Dr. Betty Siegel, Advisory Board/Council

Dr. Betty Siegel

Advisory Board/Council

Dr. Betty Siegel, of Kennesaw, is Distinguished Chair of the Siegel Institute for Leadership, Ethics & Character and President Emeritus at Kennesaw State University. Dr. Siegel was the first woman to head an institution in the 35‐unit University System of Georgia and was the longest serving woman president of a public university in the nation. She was President of Kennesaw State from 1981‐2006. Under her administration Kennesaw State grew from 4000 students with 15 baccalaureate‐degree programs to an 18,000 student University with 55 baccalaureate and graduate degree programs. Dr. Siegel is a long‐time member and former chair of the Board of Directors of the American Association of State Colleges and Universities (AASCU). She serves on the Commission on Women in Higher Education as well as numerous corporate and community Boards. Dr. Betty Siegel and her husband Joel have two sons who are professors and two grandsons.
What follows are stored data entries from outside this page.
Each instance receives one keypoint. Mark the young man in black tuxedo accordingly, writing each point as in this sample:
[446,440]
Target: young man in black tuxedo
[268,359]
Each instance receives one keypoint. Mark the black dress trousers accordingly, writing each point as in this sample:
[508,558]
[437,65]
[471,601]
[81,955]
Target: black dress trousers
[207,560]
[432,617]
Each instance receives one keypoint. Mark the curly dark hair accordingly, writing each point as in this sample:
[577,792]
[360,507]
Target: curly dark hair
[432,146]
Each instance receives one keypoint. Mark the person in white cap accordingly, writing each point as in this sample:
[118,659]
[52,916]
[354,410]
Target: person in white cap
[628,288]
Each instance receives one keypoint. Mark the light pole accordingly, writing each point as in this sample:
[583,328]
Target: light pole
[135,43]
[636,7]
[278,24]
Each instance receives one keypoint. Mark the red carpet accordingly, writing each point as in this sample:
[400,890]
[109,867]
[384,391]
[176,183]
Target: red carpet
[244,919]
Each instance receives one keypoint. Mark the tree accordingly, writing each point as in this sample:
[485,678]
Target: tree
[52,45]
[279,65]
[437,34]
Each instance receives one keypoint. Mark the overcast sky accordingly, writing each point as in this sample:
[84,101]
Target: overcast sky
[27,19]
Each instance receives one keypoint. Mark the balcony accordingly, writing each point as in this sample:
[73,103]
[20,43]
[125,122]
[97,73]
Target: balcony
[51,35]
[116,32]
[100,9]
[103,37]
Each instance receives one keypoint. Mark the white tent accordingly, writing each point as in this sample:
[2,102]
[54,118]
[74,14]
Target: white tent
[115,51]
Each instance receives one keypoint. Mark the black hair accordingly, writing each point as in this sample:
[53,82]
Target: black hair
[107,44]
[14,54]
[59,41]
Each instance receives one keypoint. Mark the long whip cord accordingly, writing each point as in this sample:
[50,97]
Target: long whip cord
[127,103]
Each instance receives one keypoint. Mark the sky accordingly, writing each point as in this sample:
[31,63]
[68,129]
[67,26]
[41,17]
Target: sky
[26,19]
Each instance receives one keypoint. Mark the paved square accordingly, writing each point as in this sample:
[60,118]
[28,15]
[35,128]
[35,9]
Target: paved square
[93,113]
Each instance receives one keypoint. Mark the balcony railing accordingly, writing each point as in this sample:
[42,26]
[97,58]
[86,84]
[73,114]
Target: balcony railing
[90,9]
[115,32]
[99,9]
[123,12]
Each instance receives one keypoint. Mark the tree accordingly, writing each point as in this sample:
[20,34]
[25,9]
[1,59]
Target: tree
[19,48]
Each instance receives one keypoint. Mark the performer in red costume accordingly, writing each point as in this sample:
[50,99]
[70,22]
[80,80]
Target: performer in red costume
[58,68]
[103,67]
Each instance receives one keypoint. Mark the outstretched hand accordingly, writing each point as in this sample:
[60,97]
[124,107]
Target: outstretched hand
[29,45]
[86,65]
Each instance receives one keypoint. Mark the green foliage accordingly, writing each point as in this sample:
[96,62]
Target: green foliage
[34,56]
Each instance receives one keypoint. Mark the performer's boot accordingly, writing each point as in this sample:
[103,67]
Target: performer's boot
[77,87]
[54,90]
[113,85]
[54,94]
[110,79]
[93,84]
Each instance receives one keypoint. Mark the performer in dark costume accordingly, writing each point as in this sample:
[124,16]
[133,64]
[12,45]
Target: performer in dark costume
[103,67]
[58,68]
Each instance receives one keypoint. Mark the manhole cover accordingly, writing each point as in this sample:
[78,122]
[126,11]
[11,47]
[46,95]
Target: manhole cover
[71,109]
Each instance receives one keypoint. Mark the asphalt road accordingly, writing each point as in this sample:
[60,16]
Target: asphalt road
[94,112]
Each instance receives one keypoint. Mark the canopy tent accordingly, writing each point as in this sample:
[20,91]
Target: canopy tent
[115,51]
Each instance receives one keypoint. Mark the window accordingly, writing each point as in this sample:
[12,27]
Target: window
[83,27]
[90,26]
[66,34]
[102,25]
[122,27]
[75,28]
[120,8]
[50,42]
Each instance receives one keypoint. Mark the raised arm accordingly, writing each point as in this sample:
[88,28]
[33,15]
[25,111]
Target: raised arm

Since her retirement from Kennesaw State, Dr. Siegel has implemented many global initiatives that have taken her worldwide to spread the message of leadership, ethics and character. The signature program of Dr. Betty Siegel is The Oxford Conclave on Global Ethics, an initiative in higher education launched in 2005. The Conclave serves as a catalyst for a movement to renew higher education's commitment to the development of ethical leadership, and to explore its role as a change agent for social responsibility. As a visiting scholar, Dr. Siegel spent three months in 2007 at Stellenbosch University, South Africa, developing new programs for leadership development and expansion. Distinguished speaker Frances Hesselbein, Chairman of the Board of Leader to Leader Institute and Founding President and CEO of The Peter Drucker Foundation, comments on the Oxford Conclaves she attended in 2005 and 2006:

The depth and integrity of the examination and dialogue‐‐not to mention the level of courage required to tackle the toughest issues before the university and the society‐‐were beyond our highest expectations. The vision of the planners, led by Dr. Betty Siegel, resulted in the mission that we all worked to further, and inspired us once again, moving the Conclave from "'good to great."

The report from the Conclave will...demonstrate the wisdom of meeting in a medieval college, founded over 700 years ago, where a sense of history permeated our every deliberation, underscoring the indispensable place of the university in society‐‐medieval or in our own times.

I remembered William Butler Yeats: "Education is not the filling of a pail, but the lighting of a fire." The Oxford Conclave lights a fire that leads the way. ‐‐ Frances Hesselbein

One of these initiatives, the Stellenbosch Seboka on Higher Education and Ethical Leadership: Global Perspectives in a Southern African Context is planned to be the focus of a conference of university presidents, rectors and vice chancellors from throughout southern Africa April 23‐25, 2008. Speakers at the Seboka include Archbishop Emeritus Desmond Tutu and former South Africa Chief Justice Arthur Chaskalson.

The event will focus on the practical contributions universities can make towards developing ethical and socially responsible leaders for Africa. The Seboka (a Sesotho word meaning a group of people meeting for a common cause) is a joint effort with The Center for Ethics and Corporate Responsibility from Georgia State University.